Das Vergnügen im Ritterhause hatte um die Stunde, als Edward und Frederic das Gemach verließen, bereits angefangen, in einem Grade auszuarten, welcher auch des letzten Schimmers von Anstand und Sitte entbehrte. O'Brien's Stimme forderte eben, als die beiden Freunde den Saal betraten, alle Diejenigen, welche sich an den ferneren Amüsements nicht betheiligen wollten, auf, sich in die anderen Gemächer zu verfügen, da die Thüren des Allerheiligsten geschlossen werden müßten.

Hinter Frederic und seinem Freunde schlossen sich die Thüren, und Belle Boyd kam gerade noch zur rechten Zeit, um mit in das Allerheiligste eingelassen zu werden.

Das Allerheiligste bestand aus einem großen Saale, der mit Palmen und anderen tropischen Gewächsen rings dekorirt war, und mehreren kleinen Zimmern, deren Eingänge durch Portieren verhängt waren. – Wie auf einen Wink erloschen sämmtliche Flammen, oder brannten vielmehr so niedrig, daß in den Zimmern beinahe völlige Dunkelheit herrschte; man konnte eben nur die einzelnen Personen unterscheiden, aber man war nicht im Stande, Jemanden zu erkennen. Zugleich wurden in allen vier Ecken des Saales Räucherbecken angezündet, welche die Räume mit berauschenden Wohlgerüchen erfüllten.

Nun begann unter der Menge ein lebhaftes Regen und Treiben. Alles stürzte durcheinander, jeder Cavalier suchte eine Dame zu erhaschen und jede der Damen womöglich von dem Cavalier erhascht zu werden, der ihr der liebenswürdigste zu sein geschienen hatte. – Dies lebhafte Suchen und Durcheinanderlaufen mochte etwa fünf Minuten gewährt haben, da wurde es allmälig still, die Personen verschwanden nach und nach und verloren sich in das Dunkel der Nebengemächer oder lagerten auf den Polstern, welche unter den Palmen des Saales ausgebreitet waren, versteckt und beschattet von dem Laub derselben.

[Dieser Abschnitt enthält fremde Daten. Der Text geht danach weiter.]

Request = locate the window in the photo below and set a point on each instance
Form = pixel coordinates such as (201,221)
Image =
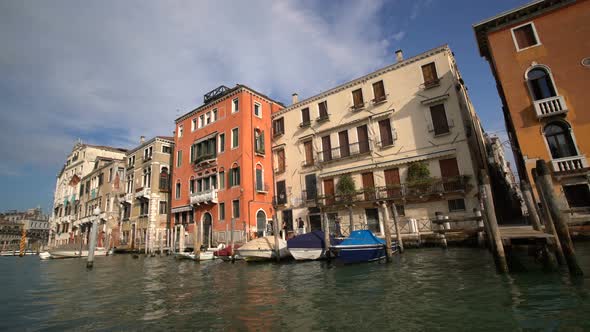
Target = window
(221,143)
(259,179)
(234,177)
(323,110)
(308,146)
(577,195)
(164,178)
(525,36)
(258,141)
(221,211)
(278,127)
(385,132)
(305,118)
(540,83)
(179,158)
(222,180)
(235,105)
(357,99)
(235,138)
(560,141)
(280,160)
(430,75)
(236,208)
(456,205)
(378,92)
(439,119)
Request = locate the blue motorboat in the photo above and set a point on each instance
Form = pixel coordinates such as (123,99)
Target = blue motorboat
(309,246)
(360,246)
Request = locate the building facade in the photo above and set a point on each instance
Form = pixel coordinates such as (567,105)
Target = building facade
(223,167)
(146,203)
(66,202)
(406,133)
(542,75)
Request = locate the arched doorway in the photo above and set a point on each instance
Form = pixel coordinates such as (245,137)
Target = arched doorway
(207,229)
(260,223)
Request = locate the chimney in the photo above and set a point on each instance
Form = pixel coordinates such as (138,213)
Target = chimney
(399,55)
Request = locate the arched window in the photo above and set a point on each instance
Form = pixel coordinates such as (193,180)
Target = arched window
(540,83)
(164,178)
(560,141)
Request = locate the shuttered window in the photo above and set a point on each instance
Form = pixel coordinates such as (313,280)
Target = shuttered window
(439,119)
(385,132)
(378,91)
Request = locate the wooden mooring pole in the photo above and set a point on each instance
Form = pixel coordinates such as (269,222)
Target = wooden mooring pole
(488,202)
(546,186)
(549,225)
(398,234)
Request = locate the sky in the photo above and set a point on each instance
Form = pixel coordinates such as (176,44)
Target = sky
(108,72)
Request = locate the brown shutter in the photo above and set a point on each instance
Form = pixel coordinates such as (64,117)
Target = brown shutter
(379,91)
(385,132)
(344,144)
(439,119)
(363,139)
(369,186)
(308,153)
(326,148)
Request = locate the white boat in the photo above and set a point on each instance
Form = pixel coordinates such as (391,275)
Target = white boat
(262,249)
(73,253)
(201,256)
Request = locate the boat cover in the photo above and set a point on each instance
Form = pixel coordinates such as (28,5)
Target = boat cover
(314,239)
(362,237)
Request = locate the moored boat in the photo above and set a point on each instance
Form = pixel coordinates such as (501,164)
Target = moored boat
(262,249)
(360,246)
(309,246)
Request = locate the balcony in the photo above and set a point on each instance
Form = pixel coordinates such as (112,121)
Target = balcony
(569,163)
(143,193)
(346,151)
(550,106)
(204,197)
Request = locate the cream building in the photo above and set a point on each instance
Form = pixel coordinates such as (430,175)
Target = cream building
(413,112)
(66,202)
(146,204)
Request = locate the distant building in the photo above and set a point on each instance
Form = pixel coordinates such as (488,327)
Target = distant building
(406,133)
(66,200)
(540,57)
(146,184)
(222,170)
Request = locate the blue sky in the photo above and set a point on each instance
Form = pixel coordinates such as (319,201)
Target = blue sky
(110,71)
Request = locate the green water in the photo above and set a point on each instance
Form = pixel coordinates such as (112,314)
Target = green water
(423,289)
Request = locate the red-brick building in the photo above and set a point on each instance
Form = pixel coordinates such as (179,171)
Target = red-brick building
(222,170)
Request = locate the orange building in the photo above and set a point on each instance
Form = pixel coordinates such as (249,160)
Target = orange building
(540,57)
(222,170)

Alles war still, man hörte nicht das Klingen der Krystallpokale, nicht das Rauschen der Gewänder oder das Rasseln der Degen, nur hier und da leises Geflüster im Dunkel der Palmen, oder unterdrücktes Kichern in den Nischen. –

Da unterbrach der silberhelle Ton einer Glocke die Stille, und eine sanfte Musik ertönte und ließ ihre wonnig weichen Melodieen zauberisch und schmeichelnd von einem fernen Orchester herab ertönen. Die süßen Cadenzen der Flöten schienen die melancholischen Liebesklagen der Nachtigall nachzuahmen, und die gedämpfte Begleitung der Geigen wiegte die Pantasie in süße Träume ein.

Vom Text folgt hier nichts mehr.